Regardless, in this high-consequence fentanyl overdose case, Kim “World” Huang walked out of court free.

It was not Huang’s first encounter with the justice system. In early 2017 — months before the three overdose victims were found on Hazelbridge Way — he had been convicted in Vancouver on a drug smuggling offence and served 90 days in jail. The sentence did not deter him. Within months of his release, he was implicated in the October 2017 fentanyl case.

This outcome, while specific to one defendant, fits a pattern that has alarmed law enforcement officials across Canada for years. Most recently, as The Bureau reported in July 2025, Canadian federal prosecutors quietly dropped charges brought by the same Richmond RCMP anti-drug units against a Chinese scientist in Vancouver — referred to only as “Dr. X” — who was accused of importing more than 100 kilograms of PMK ethyl glycidate, a designer MDMA precursor engineered to slip past international chemical controls. The same federal prosecution service stayed those charges on March 31, 2025, with a statement word-for-word identical to the one it issued when it freed Huang five years earlier: the standard for prosecution, it said, “was no longer met.” No further explanation was provided in either case.

Dr. X, The Bureau reported, had documented affiliations with Zhejiang University — flagged by Australian intelligence analysts for links to China’s Ministry of State Security — and was reportedly working in Canada under Beijing’s “Talents” plan, a recruitment initiative U.S. intelligence has described as a platform for espionage and dual-use technology transfer. The Bureau has since learned that the scientist is a woman involved in United Front community groups connected to the Vancouver consulate, and has appeared in the campaign materials of a Canadian political candidate, according to photographic evidence.

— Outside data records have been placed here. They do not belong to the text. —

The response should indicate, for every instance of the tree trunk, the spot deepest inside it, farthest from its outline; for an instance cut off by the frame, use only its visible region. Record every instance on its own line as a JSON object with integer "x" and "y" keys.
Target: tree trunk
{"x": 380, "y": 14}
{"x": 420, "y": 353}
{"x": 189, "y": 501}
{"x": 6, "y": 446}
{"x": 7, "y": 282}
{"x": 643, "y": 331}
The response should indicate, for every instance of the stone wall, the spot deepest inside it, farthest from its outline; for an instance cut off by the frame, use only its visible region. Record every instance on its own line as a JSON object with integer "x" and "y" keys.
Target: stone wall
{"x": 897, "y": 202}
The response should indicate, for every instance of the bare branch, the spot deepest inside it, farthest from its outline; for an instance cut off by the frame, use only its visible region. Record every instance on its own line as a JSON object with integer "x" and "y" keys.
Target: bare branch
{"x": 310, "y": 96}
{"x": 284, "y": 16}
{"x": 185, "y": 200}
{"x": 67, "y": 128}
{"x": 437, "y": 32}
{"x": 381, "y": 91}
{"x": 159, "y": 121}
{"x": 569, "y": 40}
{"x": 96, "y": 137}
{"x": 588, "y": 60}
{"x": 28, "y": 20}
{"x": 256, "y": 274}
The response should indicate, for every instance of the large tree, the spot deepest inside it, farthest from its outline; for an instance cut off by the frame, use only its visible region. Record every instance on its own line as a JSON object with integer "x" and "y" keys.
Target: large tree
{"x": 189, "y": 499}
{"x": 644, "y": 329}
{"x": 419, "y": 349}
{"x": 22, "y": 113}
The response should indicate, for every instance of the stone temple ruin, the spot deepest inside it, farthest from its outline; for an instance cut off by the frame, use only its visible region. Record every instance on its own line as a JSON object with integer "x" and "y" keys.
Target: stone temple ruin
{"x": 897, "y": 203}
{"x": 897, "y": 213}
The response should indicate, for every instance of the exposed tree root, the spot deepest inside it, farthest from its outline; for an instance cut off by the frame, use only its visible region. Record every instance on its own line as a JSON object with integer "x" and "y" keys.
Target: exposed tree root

Meanwhile, the original fentanyl case against Kim World Huang was also stayed — and the RCMP quietly turned its attention to different chemicals and other properties.


The Fires

Starting in 2018, Richmond homes had been burning down with a peculiar regularity. When firefighters got inside, they found drug lab equipment. The fires appeared to be, in retrospect, the hazard signature of the hypophosphorous reduction method — a particularly dangerous way to synthesize methamphetamine from ephedrine that significantly increases fire risk. Richmond RCMP concluded the labs were connected to a single organized group based in the city. By June 2020 — the same month the Kim “World” Huang fentanyl trafficking case was stayed — investigators had already opened a parallel investigation.